There were some episodes, depicted in Unplanned, that challenged her confidence that she was really “helping women.” One was an abortion in which a young woman’s uterus was perforated and she almost bled to death — while Johnson’s supervisor prohibited a call to 911 because it could lead to bad publicity. Another was being formally reprimanded by regional Planned Parenthood executives for challenging her supervisor when an increase in abortions for every clinic was required, and she thus learned that abortion was central to Planned Parenthood’s profitability.

The final break in her commitment was when she was asked by the doctor performing an abortion to guide the sonogram camera so he could make sure his instruments were reaching the 13-week-old fetus.

Despite her years at the clinic, Abby had never before watched an abortion, nor apparently had she seen a fetus in a sonogram. Yet she had to watch the fetus, first at rest and then reacting violently to the doctor’s instruments.

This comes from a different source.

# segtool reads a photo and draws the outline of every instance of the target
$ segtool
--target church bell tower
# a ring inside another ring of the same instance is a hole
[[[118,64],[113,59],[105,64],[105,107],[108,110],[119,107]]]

The final horror was the suctioning out of the fetus, whose blood and parts Abby could see coursing through the tubes from the woman’s womb. The reality of what was being done to unborn babies came crashing in, and Abby could no longer be a part of it.

I doubt that anyone can watch Unplanned and not be deeply affected. It is claimed that the movie is simply “preaching to the choir.” Yet even if correct (which I doubt), those already in the pro-life camp will be profoundly touched and motivated to do more. This is not like the case of Kermit Gosnell, the abortion practitioner accused of multiple murders, or of David Daleiden recording the willingness of some Planned Parenthood employees to sell baby parts. These can be and have been dismissed as outliers, not essential to or reflective of the standard Planned Parenthood “service” to women.

What makes Unplanned potentially so powerful is that it depicts exactly the standard workings of a Planned Parenthood clinic, not by a “mole,” but by a valued and experienced Planned Parenthood executive.

For those willing to watch it, the idea that abortion can be safely discussed in terms of “women’s rights,” with no need to consider the details of what is actually done, is no longer tenable. No more than could slavery be thought of only in the abstract, or in its economic effects, after Uncle Tom’s Cabin related what was actually being done on slave plantations.

Uncle Tom’s Cabin was banned in much of the South. There have been comparable efforts to censure Unplanned or limit its advertising. Like the Slave Power of the antebellum South, the Abortion Power of Planned Parenthood and its allies in the media, Hollywood, the pornography industry and radical feminism will brook no challenge.

Yet perhaps through the prayer of countless pro-lifers, a film has been made that threatens to reveal the lies about what abortion is and shake from lethargy those who knew abortion was somehow wrong and now cannot help but know it is a profound evil deserving to be resisted.

Nicholas Healy is the president of Newman College Ireland.